HOLLINGS, Pete, Geology Department, Lakehead University, 955 Oliver Road, Thunder Bay, ON P7B 5E1, Canada and HEGGIE, Geoff, Panoramic Resources Ltd., 1004 Alloy Drive, Thunder Bay, ON P7B 6A5, Canada, Peter.Hollings@lakeheadu.ca

Although widely accepted, the mantle plume origin for the Midcontinent Rift (MCR) is not fully consistent with recent geochronological, geochemical and mineralogical data making it necessary to evaluate alternate models. Evidence against a simple plume model includes new geochronological data which shows that MCR magmatism spans at least 20 million years compared to the majority of plume-related Large Igneous Provinces (LIPs) which are characterized by a short-duration magmatic pulse or pulses (less than 1–5 m.y.). Similarly, unlike plume-related LIPS, which are typically associated with, or even recognized by, the presence of giant, radiating dike swarms up to 3000 km long, no radiating dike swarm has been associated with the MCR. Rather, the majority of MCR-related dikes occupy extensional, rift arm-parallel structures, which is not consistent with a central piercing point, like a plume. An argument often put forward in favour of a plume origin for the MCR is the presence of ultramafic rocks. Although there are, indeed, ultramafic rocks in the MCR, all of which are hosted in intrusions, mineral chemistry analyses from these intrusions shows that they have maximum olivine forsterite compositions not in equilibrium with the mantle but rather are consistent with a parental magma with 8-10 wt% MgO.

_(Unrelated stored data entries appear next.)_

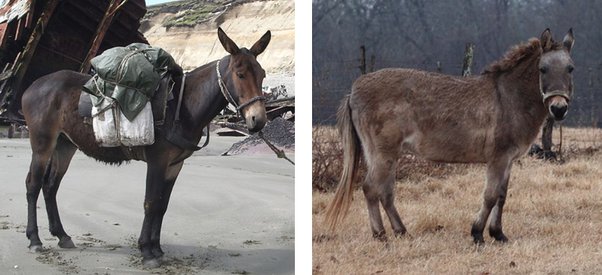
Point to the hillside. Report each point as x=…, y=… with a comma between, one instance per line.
x=188, y=30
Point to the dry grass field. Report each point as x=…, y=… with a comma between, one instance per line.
x=552, y=217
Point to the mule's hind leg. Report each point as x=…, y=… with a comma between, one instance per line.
x=387, y=199
x=56, y=169
x=378, y=187
x=156, y=174
x=495, y=222
x=42, y=145
x=498, y=173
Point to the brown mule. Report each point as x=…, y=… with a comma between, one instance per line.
x=57, y=131
x=492, y=118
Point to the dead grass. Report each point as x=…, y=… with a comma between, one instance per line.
x=553, y=218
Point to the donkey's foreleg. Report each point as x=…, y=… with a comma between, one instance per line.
x=56, y=170
x=33, y=184
x=155, y=181
x=171, y=176
x=498, y=172
x=495, y=222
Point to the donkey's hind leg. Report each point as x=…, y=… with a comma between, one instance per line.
x=55, y=171
x=378, y=187
x=495, y=221
x=498, y=173
x=42, y=145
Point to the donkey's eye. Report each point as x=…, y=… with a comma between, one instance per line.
x=543, y=70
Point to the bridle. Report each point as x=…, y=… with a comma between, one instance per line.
x=228, y=96
x=561, y=93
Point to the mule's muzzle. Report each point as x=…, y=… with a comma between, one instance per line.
x=255, y=117
x=558, y=111
x=558, y=103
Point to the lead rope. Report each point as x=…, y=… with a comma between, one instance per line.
x=279, y=153
x=228, y=97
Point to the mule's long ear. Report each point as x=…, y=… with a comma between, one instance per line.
x=568, y=40
x=261, y=44
x=546, y=40
x=227, y=43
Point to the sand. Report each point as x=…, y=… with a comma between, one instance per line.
x=227, y=215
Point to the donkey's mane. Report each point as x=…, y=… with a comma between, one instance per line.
x=516, y=55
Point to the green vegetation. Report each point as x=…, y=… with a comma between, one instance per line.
x=188, y=13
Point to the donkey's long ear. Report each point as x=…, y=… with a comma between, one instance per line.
x=568, y=40
x=546, y=40
x=261, y=44
x=227, y=43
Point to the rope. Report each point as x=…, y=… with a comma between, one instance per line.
x=279, y=153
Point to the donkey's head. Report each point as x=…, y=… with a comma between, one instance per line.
x=556, y=73
x=247, y=76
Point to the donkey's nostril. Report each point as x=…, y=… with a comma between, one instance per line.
x=558, y=111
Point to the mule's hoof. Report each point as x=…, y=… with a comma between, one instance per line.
x=478, y=239
x=158, y=253
x=498, y=235
x=151, y=263
x=66, y=242
x=501, y=238
x=36, y=248
x=400, y=233
x=381, y=236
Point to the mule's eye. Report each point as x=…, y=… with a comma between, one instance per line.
x=543, y=70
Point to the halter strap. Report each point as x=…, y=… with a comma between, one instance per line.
x=228, y=96
x=555, y=93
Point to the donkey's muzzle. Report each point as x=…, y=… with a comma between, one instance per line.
x=255, y=117
x=558, y=111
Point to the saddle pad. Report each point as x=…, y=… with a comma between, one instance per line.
x=84, y=106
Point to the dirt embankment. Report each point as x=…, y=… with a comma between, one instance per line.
x=194, y=44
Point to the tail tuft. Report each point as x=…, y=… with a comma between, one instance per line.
x=338, y=208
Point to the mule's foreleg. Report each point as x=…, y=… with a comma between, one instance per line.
x=56, y=170
x=495, y=222
x=153, y=197
x=498, y=172
x=171, y=176
x=33, y=184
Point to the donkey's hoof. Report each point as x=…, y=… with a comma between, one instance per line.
x=158, y=253
x=478, y=239
x=501, y=238
x=380, y=236
x=66, y=242
x=35, y=248
x=151, y=263
x=498, y=235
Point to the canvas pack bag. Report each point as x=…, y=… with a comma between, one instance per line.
x=125, y=81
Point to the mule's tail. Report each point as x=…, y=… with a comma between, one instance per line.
x=338, y=208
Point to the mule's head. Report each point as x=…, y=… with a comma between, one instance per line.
x=556, y=73
x=247, y=76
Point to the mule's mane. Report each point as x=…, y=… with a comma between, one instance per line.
x=518, y=54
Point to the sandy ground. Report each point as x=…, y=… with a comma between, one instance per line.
x=227, y=215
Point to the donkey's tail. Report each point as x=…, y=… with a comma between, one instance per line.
x=338, y=208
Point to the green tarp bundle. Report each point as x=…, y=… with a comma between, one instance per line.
x=129, y=75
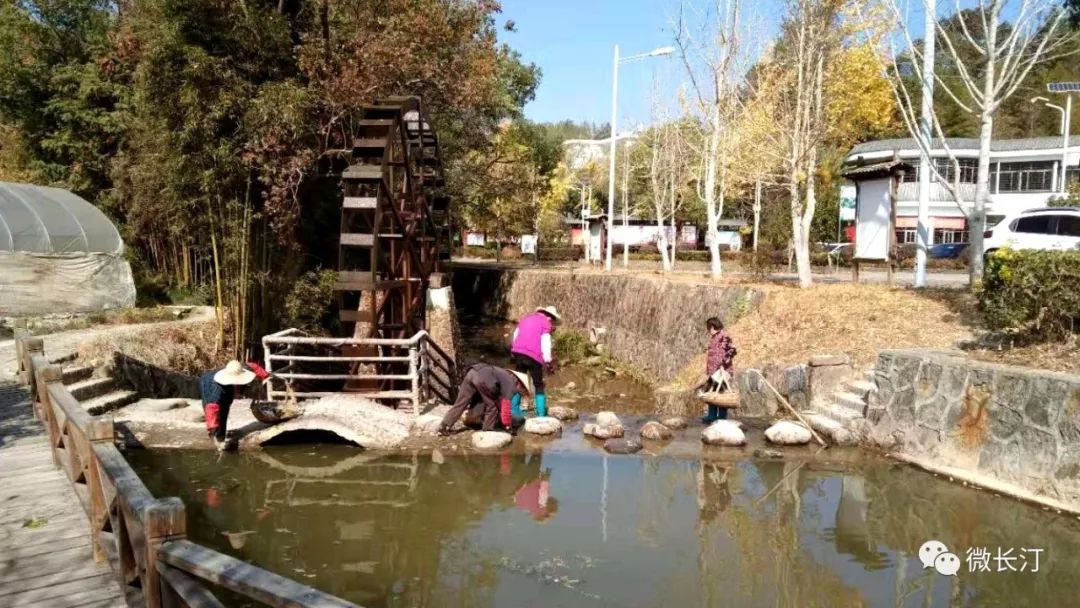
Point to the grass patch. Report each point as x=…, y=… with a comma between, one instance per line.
x=856, y=320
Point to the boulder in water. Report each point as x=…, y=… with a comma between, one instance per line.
x=675, y=422
x=786, y=432
x=490, y=440
x=622, y=446
x=603, y=432
x=608, y=419
x=563, y=413
x=427, y=424
x=656, y=431
x=724, y=432
x=543, y=426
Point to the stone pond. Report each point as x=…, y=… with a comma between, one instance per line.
x=557, y=522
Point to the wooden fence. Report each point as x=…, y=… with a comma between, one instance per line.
x=412, y=369
x=144, y=538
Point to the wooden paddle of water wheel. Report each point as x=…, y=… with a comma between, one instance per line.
x=394, y=231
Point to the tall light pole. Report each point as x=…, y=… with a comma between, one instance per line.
x=926, y=133
x=611, y=150
x=1065, y=133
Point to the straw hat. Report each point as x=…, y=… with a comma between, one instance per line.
x=550, y=311
x=233, y=373
x=524, y=379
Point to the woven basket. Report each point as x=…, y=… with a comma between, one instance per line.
x=272, y=413
x=727, y=399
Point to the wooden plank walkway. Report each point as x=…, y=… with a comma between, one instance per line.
x=45, y=556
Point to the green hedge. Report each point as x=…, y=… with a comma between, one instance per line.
x=1034, y=292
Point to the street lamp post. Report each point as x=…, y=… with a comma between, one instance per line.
x=611, y=148
x=1066, y=111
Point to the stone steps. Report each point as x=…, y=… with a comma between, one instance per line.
x=73, y=374
x=91, y=388
x=109, y=402
x=829, y=429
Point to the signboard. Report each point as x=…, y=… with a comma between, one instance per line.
x=528, y=244
x=874, y=221
x=847, y=203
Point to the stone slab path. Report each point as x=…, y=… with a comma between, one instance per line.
x=45, y=555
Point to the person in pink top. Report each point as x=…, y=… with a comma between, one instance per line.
x=531, y=354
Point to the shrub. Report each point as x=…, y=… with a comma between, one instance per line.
x=571, y=253
x=1033, y=292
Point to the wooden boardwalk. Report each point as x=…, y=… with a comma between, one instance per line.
x=45, y=554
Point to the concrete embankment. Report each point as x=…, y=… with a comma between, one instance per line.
x=652, y=324
x=1009, y=429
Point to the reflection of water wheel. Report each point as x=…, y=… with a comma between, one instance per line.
x=394, y=221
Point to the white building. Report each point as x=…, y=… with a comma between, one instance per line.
x=1024, y=174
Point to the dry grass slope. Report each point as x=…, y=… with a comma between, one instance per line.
x=794, y=324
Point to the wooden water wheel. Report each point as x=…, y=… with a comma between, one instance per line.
x=394, y=221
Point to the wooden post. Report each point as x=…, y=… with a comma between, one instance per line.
x=31, y=347
x=164, y=521
x=45, y=376
x=100, y=431
x=414, y=372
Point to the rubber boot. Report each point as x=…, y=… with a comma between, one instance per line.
x=713, y=416
x=541, y=404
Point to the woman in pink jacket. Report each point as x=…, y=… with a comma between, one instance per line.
x=531, y=354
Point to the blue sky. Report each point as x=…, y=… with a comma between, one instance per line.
x=572, y=43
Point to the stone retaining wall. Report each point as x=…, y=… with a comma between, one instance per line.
x=1008, y=424
x=653, y=324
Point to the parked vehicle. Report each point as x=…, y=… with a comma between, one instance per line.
x=1049, y=228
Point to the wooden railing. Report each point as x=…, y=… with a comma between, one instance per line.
x=413, y=369
x=143, y=538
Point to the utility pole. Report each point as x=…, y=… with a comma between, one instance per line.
x=926, y=133
x=625, y=189
x=757, y=210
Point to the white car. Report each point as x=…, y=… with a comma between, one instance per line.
x=1048, y=228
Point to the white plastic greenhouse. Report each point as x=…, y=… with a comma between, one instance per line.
x=58, y=254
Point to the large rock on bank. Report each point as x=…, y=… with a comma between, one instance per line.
x=724, y=432
x=656, y=431
x=786, y=432
x=543, y=426
x=490, y=440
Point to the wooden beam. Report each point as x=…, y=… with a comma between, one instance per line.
x=243, y=578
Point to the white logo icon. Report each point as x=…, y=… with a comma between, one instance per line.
x=930, y=551
x=947, y=564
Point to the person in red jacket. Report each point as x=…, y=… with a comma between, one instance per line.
x=218, y=389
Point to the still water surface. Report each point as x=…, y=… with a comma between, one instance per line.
x=637, y=531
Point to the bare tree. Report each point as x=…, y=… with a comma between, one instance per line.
x=1007, y=52
x=716, y=64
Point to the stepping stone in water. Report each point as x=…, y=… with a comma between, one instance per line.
x=656, y=431
x=724, y=432
x=675, y=422
x=622, y=446
x=786, y=432
x=490, y=440
x=543, y=426
x=603, y=432
x=563, y=413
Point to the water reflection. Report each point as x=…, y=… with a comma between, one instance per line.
x=583, y=529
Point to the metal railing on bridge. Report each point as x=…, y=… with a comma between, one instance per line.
x=412, y=369
x=143, y=538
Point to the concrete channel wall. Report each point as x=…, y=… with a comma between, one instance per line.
x=1012, y=429
x=653, y=324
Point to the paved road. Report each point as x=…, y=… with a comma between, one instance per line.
x=45, y=555
x=934, y=279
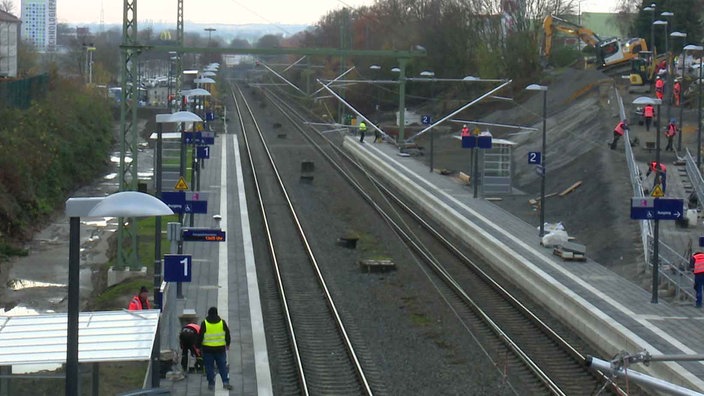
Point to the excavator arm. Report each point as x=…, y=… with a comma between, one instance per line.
x=552, y=23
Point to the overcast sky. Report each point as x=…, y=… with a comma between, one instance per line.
x=226, y=11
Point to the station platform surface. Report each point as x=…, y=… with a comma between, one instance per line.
x=602, y=306
x=223, y=276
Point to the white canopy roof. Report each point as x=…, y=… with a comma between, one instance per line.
x=107, y=336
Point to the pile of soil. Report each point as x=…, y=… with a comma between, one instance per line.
x=581, y=113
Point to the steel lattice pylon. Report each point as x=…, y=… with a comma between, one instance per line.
x=127, y=235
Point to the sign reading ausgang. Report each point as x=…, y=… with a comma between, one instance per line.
x=202, y=235
x=649, y=208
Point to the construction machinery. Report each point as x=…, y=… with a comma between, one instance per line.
x=644, y=69
x=610, y=52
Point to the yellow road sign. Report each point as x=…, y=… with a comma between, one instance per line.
x=181, y=184
x=657, y=192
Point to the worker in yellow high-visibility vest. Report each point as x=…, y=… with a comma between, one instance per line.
x=214, y=341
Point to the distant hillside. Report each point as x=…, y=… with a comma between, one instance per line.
x=249, y=32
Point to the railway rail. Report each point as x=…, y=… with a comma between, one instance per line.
x=320, y=351
x=536, y=355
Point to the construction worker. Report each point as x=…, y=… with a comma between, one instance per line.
x=696, y=263
x=659, y=87
x=188, y=338
x=619, y=130
x=670, y=133
x=377, y=136
x=660, y=171
x=676, y=91
x=140, y=301
x=214, y=341
x=648, y=114
x=362, y=131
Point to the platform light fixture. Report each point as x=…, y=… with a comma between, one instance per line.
x=543, y=169
x=644, y=100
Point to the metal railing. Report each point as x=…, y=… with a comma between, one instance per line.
x=674, y=267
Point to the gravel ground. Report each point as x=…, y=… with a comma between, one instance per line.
x=412, y=337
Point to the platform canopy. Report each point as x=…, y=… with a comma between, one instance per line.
x=105, y=336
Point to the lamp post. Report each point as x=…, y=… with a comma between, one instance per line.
x=430, y=75
x=126, y=204
x=651, y=8
x=683, y=36
x=700, y=48
x=643, y=100
x=376, y=69
x=543, y=169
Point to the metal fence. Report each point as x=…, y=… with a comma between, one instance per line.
x=20, y=93
x=673, y=267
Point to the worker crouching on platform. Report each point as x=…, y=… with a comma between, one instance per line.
x=696, y=263
x=619, y=130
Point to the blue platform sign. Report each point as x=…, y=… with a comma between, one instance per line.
x=174, y=200
x=643, y=208
x=649, y=208
x=203, y=152
x=202, y=235
x=484, y=142
x=669, y=208
x=481, y=141
x=177, y=267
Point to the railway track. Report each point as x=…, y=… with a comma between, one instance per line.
x=533, y=357
x=322, y=359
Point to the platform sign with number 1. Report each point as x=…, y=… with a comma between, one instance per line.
x=177, y=267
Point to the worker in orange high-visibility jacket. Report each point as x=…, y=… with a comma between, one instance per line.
x=648, y=114
x=696, y=263
x=660, y=171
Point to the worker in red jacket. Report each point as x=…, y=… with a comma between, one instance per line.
x=676, y=92
x=140, y=301
x=659, y=87
x=648, y=114
x=696, y=263
x=619, y=130
x=670, y=133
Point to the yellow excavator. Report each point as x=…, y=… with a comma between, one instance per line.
x=609, y=52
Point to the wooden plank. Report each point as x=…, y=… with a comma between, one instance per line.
x=570, y=188
x=536, y=201
x=464, y=177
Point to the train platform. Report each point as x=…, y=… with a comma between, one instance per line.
x=600, y=305
x=223, y=276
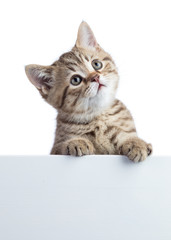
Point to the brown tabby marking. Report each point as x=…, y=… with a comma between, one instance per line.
x=82, y=85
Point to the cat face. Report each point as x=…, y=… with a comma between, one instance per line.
x=82, y=83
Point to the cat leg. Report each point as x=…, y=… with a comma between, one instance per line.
x=134, y=148
x=75, y=147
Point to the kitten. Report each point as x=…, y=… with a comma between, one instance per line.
x=82, y=85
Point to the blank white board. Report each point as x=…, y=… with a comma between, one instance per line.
x=87, y=198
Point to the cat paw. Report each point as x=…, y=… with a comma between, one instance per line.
x=136, y=149
x=77, y=147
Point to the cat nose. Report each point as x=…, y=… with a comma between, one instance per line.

The long duration of MCR magmatism, absence of primary ultramafic magmas and lack of a radiating dike swarm all suggest that a passive rifting model may be more appropriate for the rift with upwelling of material underplated by earlier plume events thought to have been centered in the vicinity of the present-day Lake Superior (e.g. the Marathon LIP) accounting for the OIB-like geochemistry of the MCR. Alternatively, the presence of recently recognized ~1100 Ma magmatism in the Kalahari Craton, the Congo, the Amazon and India, suggests that there may have been a widespread perturbation of the Earth’s mantle that manifested as one or more mantle plume events. The presence of multiple, broadly contemporaneous LIP events suggests that the Mesoproterozoic may have been a period of significant mantle and atypically increased magmatic activity.